I also encountered the malloc(): invalid size (unsorted) when I using the Memref container in buddy-mlir.

What was the value of stride when you tried it?
FYI, I was able to process the 6x6 image correctly and used it extensively for debugging with stride = 6 when I was developing the lowering pass.

Answer 3 · 2022-01-06T00:13:57.000Z

What was the value of stride when you tried it?

I used the default 256 as the stride.

Answer 4 · 2022-01-26T14:27:31.000Z

@zhanghb97 I think I figured out the problem. We need to restrict the upper limit of stride as total no. of columns in input image. If stride is greater than that number, it causes some problems in the algorithm itself.

For example,
It is evident from this line that the algorithm will never detect correct threshold for right extrapolation if stride size exceeds image witdth(in case of stride = 256 and image dimension = 6x6).
Perhaps we should document this more clearly in buddy-mlir 's readme file so that users can get an idea about permissible values of stride.
What is your opinion on this?

Answer 5 · 2022-01-26T17:41:21.000Z

Good catch!

Perhaps we should document this more clearly in buddy-mlir 's readme file so that users can get an idea about permissible values of stride.

This can be used as a temporary solution. And please add this to the readme file.

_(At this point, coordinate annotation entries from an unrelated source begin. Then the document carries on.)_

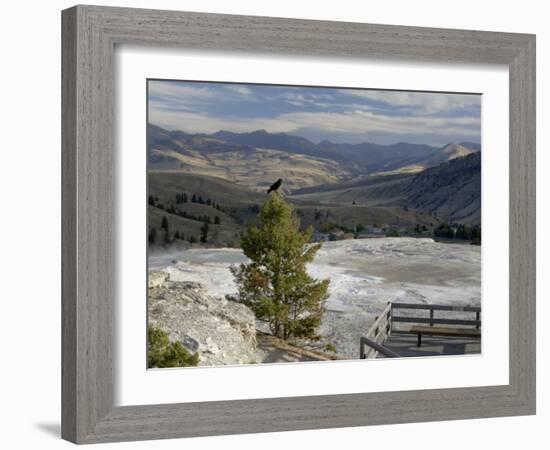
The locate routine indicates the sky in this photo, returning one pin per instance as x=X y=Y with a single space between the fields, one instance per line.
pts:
x=316 y=113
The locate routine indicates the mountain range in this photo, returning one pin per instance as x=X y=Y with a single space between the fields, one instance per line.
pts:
x=379 y=181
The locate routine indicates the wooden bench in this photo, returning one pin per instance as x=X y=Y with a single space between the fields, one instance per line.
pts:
x=444 y=331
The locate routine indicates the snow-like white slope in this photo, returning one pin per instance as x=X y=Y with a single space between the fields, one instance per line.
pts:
x=364 y=275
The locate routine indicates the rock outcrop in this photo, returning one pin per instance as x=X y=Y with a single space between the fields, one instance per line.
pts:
x=222 y=331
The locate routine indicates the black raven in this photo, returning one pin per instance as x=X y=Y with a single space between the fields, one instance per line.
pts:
x=275 y=185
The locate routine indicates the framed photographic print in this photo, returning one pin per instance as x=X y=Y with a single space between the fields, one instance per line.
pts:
x=288 y=224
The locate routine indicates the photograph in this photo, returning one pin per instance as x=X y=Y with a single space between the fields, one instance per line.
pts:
x=295 y=224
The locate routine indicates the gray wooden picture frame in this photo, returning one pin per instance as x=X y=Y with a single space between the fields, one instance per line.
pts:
x=90 y=34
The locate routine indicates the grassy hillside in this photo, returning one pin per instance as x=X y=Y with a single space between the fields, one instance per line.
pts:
x=236 y=207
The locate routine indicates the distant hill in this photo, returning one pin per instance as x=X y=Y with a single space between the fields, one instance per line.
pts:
x=223 y=153
x=236 y=206
x=451 y=191
x=254 y=167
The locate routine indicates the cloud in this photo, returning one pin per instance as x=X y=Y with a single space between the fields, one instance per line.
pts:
x=341 y=115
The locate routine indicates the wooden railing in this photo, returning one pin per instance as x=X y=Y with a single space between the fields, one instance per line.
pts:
x=372 y=344
x=432 y=320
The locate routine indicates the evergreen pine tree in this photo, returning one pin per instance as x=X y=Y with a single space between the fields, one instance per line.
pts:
x=204 y=233
x=164 y=223
x=275 y=284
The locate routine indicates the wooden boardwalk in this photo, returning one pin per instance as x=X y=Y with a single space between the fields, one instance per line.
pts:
x=405 y=344
x=392 y=333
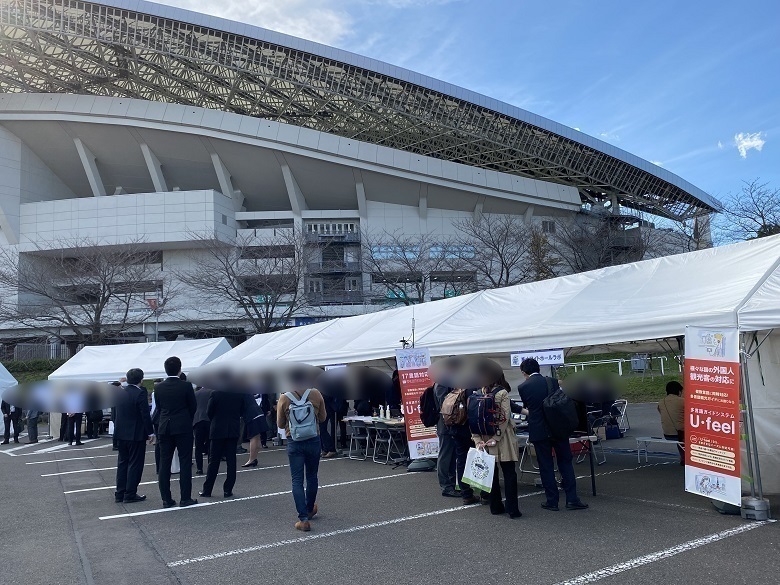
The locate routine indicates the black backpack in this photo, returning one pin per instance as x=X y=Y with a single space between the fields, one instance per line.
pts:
x=429 y=413
x=560 y=412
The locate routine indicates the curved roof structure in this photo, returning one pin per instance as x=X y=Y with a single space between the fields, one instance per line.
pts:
x=138 y=49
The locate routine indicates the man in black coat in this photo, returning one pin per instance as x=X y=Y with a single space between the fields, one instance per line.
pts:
x=533 y=392
x=132 y=430
x=176 y=405
x=224 y=411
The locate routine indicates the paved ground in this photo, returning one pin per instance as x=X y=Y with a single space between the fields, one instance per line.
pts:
x=376 y=525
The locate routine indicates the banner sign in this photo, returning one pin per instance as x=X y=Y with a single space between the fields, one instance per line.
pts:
x=545 y=357
x=712 y=413
x=413 y=367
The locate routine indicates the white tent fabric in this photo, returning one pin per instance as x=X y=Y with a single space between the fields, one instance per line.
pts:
x=106 y=363
x=6 y=379
x=647 y=300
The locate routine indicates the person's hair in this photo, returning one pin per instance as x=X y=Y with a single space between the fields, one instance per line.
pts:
x=673 y=387
x=135 y=376
x=529 y=366
x=173 y=366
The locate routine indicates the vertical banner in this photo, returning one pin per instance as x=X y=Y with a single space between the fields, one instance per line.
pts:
x=712 y=413
x=413 y=367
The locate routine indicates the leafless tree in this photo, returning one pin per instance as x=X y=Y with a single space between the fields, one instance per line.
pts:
x=752 y=213
x=259 y=278
x=81 y=291
x=410 y=269
x=495 y=248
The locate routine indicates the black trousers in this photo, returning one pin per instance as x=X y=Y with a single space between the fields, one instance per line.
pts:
x=74 y=427
x=130 y=467
x=13 y=419
x=218 y=449
x=509 y=471
x=169 y=443
x=201 y=432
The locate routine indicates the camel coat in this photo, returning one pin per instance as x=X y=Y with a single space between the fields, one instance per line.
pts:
x=506 y=443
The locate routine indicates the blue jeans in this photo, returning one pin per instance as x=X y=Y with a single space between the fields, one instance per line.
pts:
x=304 y=457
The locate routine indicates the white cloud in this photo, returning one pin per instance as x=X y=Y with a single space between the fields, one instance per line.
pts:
x=747 y=140
x=323 y=21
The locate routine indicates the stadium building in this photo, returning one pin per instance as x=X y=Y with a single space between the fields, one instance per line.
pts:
x=129 y=122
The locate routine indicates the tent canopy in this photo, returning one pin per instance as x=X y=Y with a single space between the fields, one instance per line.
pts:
x=106 y=363
x=736 y=285
x=6 y=379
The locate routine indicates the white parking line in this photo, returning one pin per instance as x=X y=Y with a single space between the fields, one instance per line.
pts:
x=660 y=555
x=328 y=534
x=75 y=459
x=111 y=487
x=83 y=471
x=247 y=498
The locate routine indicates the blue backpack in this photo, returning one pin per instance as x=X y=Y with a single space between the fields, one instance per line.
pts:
x=303 y=418
x=484 y=414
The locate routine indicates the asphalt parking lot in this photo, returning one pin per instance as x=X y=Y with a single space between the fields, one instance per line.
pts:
x=376 y=525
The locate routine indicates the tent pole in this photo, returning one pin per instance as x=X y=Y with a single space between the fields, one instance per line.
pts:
x=752 y=444
x=748 y=419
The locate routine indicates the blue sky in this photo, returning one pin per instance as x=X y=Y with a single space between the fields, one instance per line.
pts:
x=693 y=86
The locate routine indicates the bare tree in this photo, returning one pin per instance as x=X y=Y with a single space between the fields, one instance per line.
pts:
x=752 y=213
x=81 y=291
x=495 y=248
x=410 y=269
x=261 y=279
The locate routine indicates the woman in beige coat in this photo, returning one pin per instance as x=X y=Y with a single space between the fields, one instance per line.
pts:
x=503 y=446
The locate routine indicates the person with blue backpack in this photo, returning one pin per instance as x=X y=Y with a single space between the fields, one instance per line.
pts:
x=492 y=429
x=300 y=413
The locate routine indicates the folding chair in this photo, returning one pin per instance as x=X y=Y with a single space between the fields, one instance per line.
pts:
x=384 y=444
x=358 y=434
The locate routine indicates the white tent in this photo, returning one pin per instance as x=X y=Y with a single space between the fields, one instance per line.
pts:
x=106 y=363
x=6 y=379
x=611 y=308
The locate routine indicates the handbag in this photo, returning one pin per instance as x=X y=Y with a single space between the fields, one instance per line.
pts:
x=480 y=467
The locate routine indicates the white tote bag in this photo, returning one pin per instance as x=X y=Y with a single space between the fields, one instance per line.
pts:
x=175 y=466
x=480 y=467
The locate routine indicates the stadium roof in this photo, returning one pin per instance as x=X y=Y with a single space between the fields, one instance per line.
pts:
x=134 y=48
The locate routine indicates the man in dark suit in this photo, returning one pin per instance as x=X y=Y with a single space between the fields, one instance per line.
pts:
x=224 y=411
x=533 y=392
x=132 y=430
x=176 y=405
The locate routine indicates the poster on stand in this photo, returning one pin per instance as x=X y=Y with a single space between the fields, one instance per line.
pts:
x=712 y=413
x=413 y=367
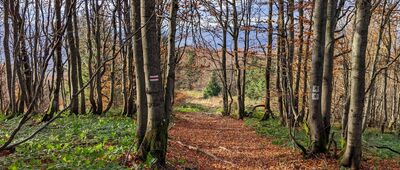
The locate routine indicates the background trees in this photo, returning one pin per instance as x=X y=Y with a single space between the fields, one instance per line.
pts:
x=132 y=60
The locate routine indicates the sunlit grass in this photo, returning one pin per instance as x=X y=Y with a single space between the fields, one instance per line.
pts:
x=280 y=136
x=83 y=142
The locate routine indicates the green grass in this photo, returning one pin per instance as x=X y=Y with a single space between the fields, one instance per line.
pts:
x=280 y=136
x=190 y=107
x=83 y=142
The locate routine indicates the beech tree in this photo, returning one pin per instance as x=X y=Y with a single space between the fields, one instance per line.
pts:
x=352 y=155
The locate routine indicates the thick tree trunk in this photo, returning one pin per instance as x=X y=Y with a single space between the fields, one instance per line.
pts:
x=73 y=53
x=327 y=79
x=352 y=155
x=90 y=57
x=235 y=37
x=299 y=57
x=99 y=61
x=170 y=85
x=155 y=140
x=10 y=83
x=79 y=60
x=54 y=104
x=268 y=111
x=280 y=55
x=304 y=110
x=315 y=120
x=131 y=107
x=140 y=78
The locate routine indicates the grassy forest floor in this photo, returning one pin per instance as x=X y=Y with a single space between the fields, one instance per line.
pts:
x=199 y=139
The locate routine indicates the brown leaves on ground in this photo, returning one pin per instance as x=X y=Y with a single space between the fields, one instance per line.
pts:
x=200 y=141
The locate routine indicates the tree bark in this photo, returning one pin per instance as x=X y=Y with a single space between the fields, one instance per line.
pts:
x=268 y=111
x=73 y=53
x=170 y=85
x=9 y=72
x=327 y=77
x=352 y=155
x=315 y=120
x=140 y=78
x=155 y=140
x=54 y=104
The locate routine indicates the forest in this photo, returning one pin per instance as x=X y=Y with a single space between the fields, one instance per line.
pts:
x=199 y=84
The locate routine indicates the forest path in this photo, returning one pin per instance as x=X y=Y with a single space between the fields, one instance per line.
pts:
x=201 y=141
x=208 y=141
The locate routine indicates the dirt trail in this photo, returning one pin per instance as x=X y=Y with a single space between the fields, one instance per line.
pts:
x=212 y=142
x=204 y=141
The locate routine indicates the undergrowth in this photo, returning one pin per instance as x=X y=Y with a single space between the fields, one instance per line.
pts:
x=280 y=136
x=71 y=142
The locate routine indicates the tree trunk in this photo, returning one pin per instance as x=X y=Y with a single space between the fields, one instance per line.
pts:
x=73 y=53
x=155 y=140
x=10 y=83
x=315 y=120
x=140 y=78
x=170 y=85
x=97 y=36
x=280 y=51
x=304 y=110
x=327 y=79
x=79 y=60
x=225 y=89
x=352 y=155
x=268 y=111
x=299 y=57
x=131 y=110
x=54 y=104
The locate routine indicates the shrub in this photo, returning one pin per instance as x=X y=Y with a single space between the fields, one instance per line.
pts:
x=212 y=88
x=255 y=83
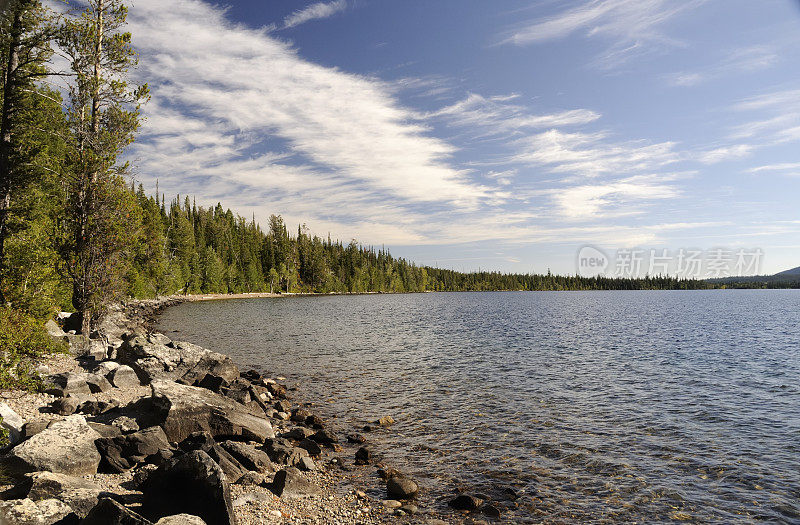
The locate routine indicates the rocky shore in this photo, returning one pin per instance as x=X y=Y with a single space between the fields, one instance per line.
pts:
x=134 y=428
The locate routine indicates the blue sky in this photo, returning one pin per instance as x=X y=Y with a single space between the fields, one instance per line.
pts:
x=474 y=134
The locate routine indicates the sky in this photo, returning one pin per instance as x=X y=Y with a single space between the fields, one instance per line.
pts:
x=471 y=135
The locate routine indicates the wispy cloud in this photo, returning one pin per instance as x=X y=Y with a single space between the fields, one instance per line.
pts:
x=777 y=117
x=593 y=154
x=631 y=26
x=497 y=115
x=614 y=199
x=314 y=12
x=745 y=60
x=726 y=153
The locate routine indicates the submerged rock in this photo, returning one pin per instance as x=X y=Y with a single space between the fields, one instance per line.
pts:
x=290 y=483
x=12 y=422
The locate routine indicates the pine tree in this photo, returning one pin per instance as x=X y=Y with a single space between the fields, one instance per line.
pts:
x=103 y=115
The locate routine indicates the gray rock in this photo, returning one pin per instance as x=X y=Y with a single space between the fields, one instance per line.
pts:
x=306 y=464
x=65 y=447
x=33 y=427
x=192 y=483
x=105 y=430
x=401 y=488
x=110 y=512
x=248 y=456
x=153 y=360
x=106 y=367
x=12 y=422
x=290 y=483
x=311 y=447
x=251 y=477
x=125 y=424
x=466 y=502
x=182 y=409
x=66 y=383
x=80 y=494
x=96 y=349
x=97 y=383
x=124 y=377
x=29 y=512
x=64 y=406
x=181 y=519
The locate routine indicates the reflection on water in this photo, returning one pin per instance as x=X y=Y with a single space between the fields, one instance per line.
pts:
x=625 y=406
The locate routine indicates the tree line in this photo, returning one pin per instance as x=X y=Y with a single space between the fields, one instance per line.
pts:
x=76 y=233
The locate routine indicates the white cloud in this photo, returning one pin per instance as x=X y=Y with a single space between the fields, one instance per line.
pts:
x=224 y=93
x=314 y=12
x=592 y=154
x=726 y=153
x=494 y=116
x=613 y=199
x=745 y=60
x=632 y=26
x=786 y=168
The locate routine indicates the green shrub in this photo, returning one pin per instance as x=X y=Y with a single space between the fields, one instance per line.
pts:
x=23 y=342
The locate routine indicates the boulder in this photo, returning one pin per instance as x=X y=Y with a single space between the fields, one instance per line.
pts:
x=290 y=483
x=33 y=427
x=105 y=430
x=65 y=447
x=310 y=446
x=123 y=452
x=111 y=512
x=248 y=456
x=283 y=452
x=181 y=519
x=81 y=495
x=203 y=441
x=401 y=488
x=12 y=422
x=306 y=464
x=251 y=478
x=466 y=502
x=153 y=359
x=212 y=365
x=66 y=383
x=29 y=512
x=97 y=383
x=93 y=407
x=182 y=409
x=363 y=456
x=97 y=349
x=125 y=424
x=385 y=421
x=324 y=437
x=106 y=367
x=194 y=484
x=124 y=377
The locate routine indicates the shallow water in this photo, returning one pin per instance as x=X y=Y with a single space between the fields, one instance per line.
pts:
x=620 y=406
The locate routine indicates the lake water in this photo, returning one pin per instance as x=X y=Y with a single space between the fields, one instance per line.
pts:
x=621 y=406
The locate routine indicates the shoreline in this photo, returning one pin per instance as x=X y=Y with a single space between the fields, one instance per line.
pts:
x=118 y=409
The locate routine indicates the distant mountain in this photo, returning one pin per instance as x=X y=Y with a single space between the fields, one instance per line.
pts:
x=788 y=273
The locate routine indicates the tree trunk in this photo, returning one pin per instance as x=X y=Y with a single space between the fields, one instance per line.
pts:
x=10 y=86
x=82 y=289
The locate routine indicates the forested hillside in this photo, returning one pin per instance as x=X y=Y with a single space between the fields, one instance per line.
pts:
x=76 y=233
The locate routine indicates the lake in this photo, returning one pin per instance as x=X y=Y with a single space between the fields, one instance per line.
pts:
x=626 y=406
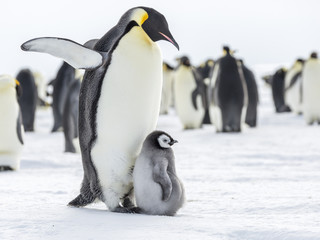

I think we need to solve the problem in the algorithm itself. The purpose of the stride configuration is to use the register file efficiently. And our ultimate goal is to set the stride automatically in the pass, which means the stride is a compile-time value. So we cannot expect it to solve the run-time small image size problem, and we should improve the algorithm to unroll and fill the register file (at least to avoid the crash). I think the CBSM algorithm pass for the conv_2d operation will not crash, but it still needs to consider the efficiency of processing small input.